Este es un espacio de debate que no compromete la opinión de La Silla Vacía ni de sus aliados.
El domingo, posiblemente lluvioso y con seguridad, pleno de votaciones y fútbol, habrá tres equipos de electores en una cancha electoral difuminada a todos los rincones del país. Estos equipos son: el statu quo, el de las causas verdes y el del voto en blanco.
El statu quo:
Durante las últimas décadas el electorado le ha apostado, mayoritariamente, a mantener el statu quo.
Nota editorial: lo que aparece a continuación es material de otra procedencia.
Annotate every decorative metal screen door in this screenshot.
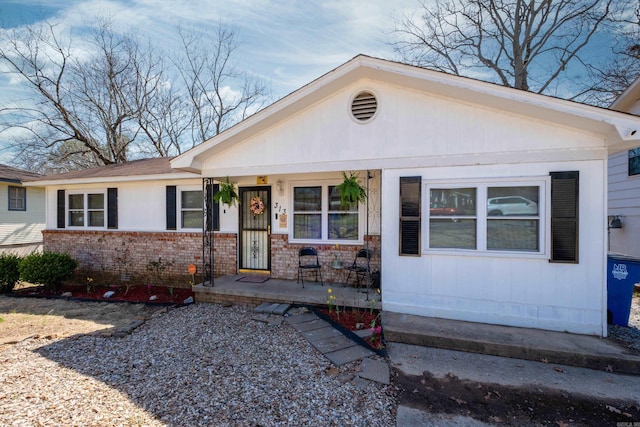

Esta opción se puede resumir en el lema “a la economía le va bien, aunque al país le va mal”: en los últimos sesenta años el país ha experimentado un crecimiento económico mediocre y un aceptable nivel de modernización (algún progreso técnico), y también una importante estabilidad (al menos no ha caído en crisis económicas como las sufridas por Argentina, Bolivia y ahora Venezuela).
No obstante, existe un precario avance en la modernidad: ha sobrevivido una democracia formal con algunos rasgos autocráticos, entre los que se destaca el ultra-presidencialismo encarnado en Uribe (y que se ha vivido en el resto del continente con figuras autocráticas como Hugo Chávez y más nítidamente con Maduro).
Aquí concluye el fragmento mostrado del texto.